I try to stick with consensus science in my work, but when that’s not always clear, report the dissenting view too. The conclusion of the Nature paper said:

Our results raise the question of whether the modern human population on the south coast of South Africa was the sole surviving population through a decade or more of volcanic winter, or whether populations elsewhere in Africa thrived through the YTT event and the ensuing MIS4 glacial phase. This question can now be tackled by applying the same suite of field and laboratory procedures used here to other archaeological sites in Africa.

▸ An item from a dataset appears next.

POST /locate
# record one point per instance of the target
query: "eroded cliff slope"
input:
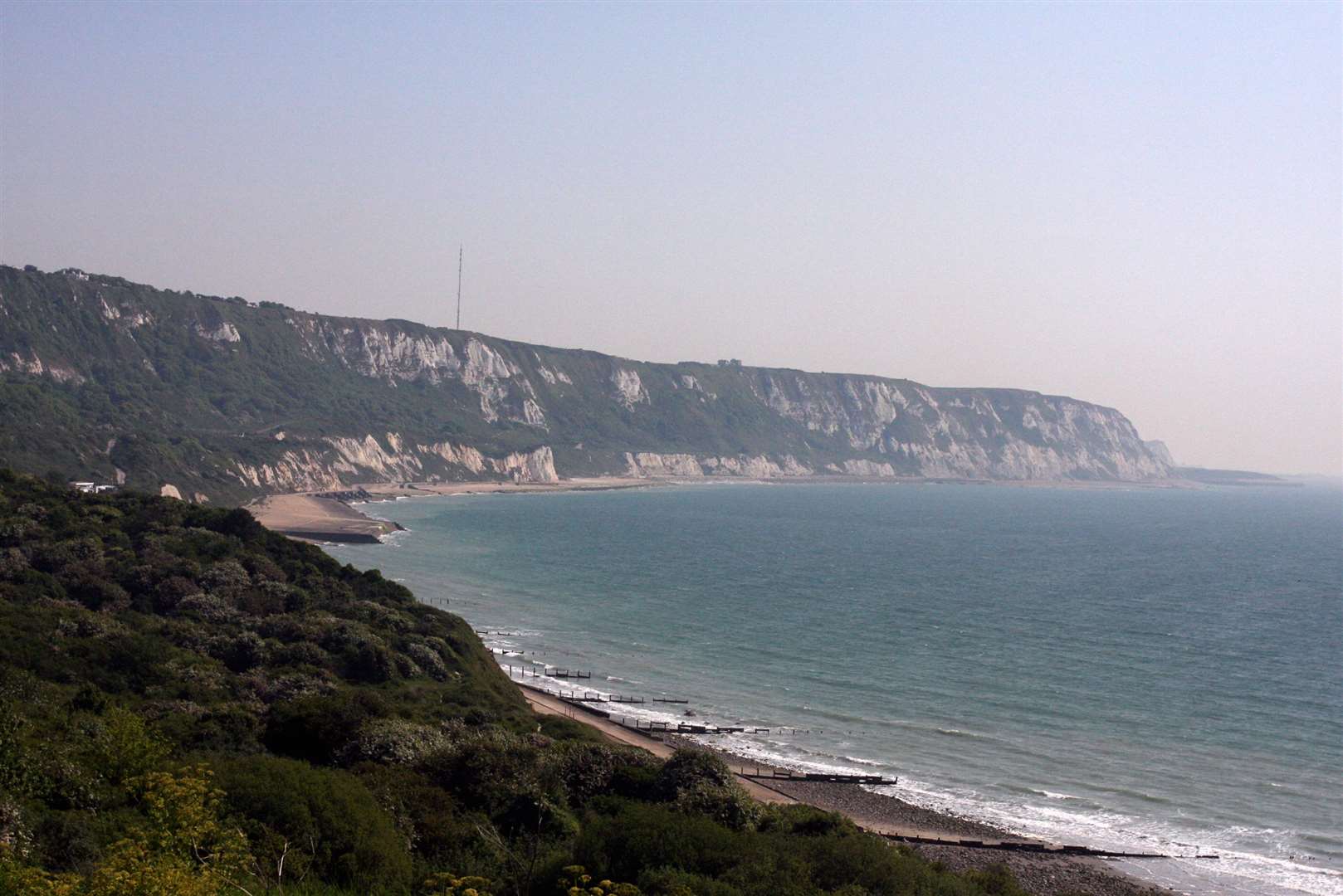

I’ll have to keep an eye on this one and see what develops. I did run across another Nature paper while I was poking around that has some bearing on the question: A dispersal of Homo sapiens from southern to eastern Africa immediately preceded the out-of-Africa migration. Here’s the abstract:

Abstract

Africa was the birth-place of Homo sapiens and has the earliest evidence for symbolic behaviour and complex technologies. The best-attested early flowering of these distinctive features was in a glacial refuge zone on the southern coast 100–70 ka, with fewer indications in eastern Africa until after 70 ka. Yet it was eastern Africa, not the south, that witnessed the first major demographic expansion, ~70–60 ka, which led to the peopling of the rest of the world. One possible explanation is that important cultural traits were transmitted from south to east at this time. Here we identify a mitochondrial signal of such a dispersal soon after ~70 ka – the only time in the last 200,000 years that humid climate conditions encompassed southern and tropical Africa. This dispersal immediately preceded the out-of-Africa expansions, potentially providing the trigger for these expansions by transmitting significant cultural elements from the southern African refuge.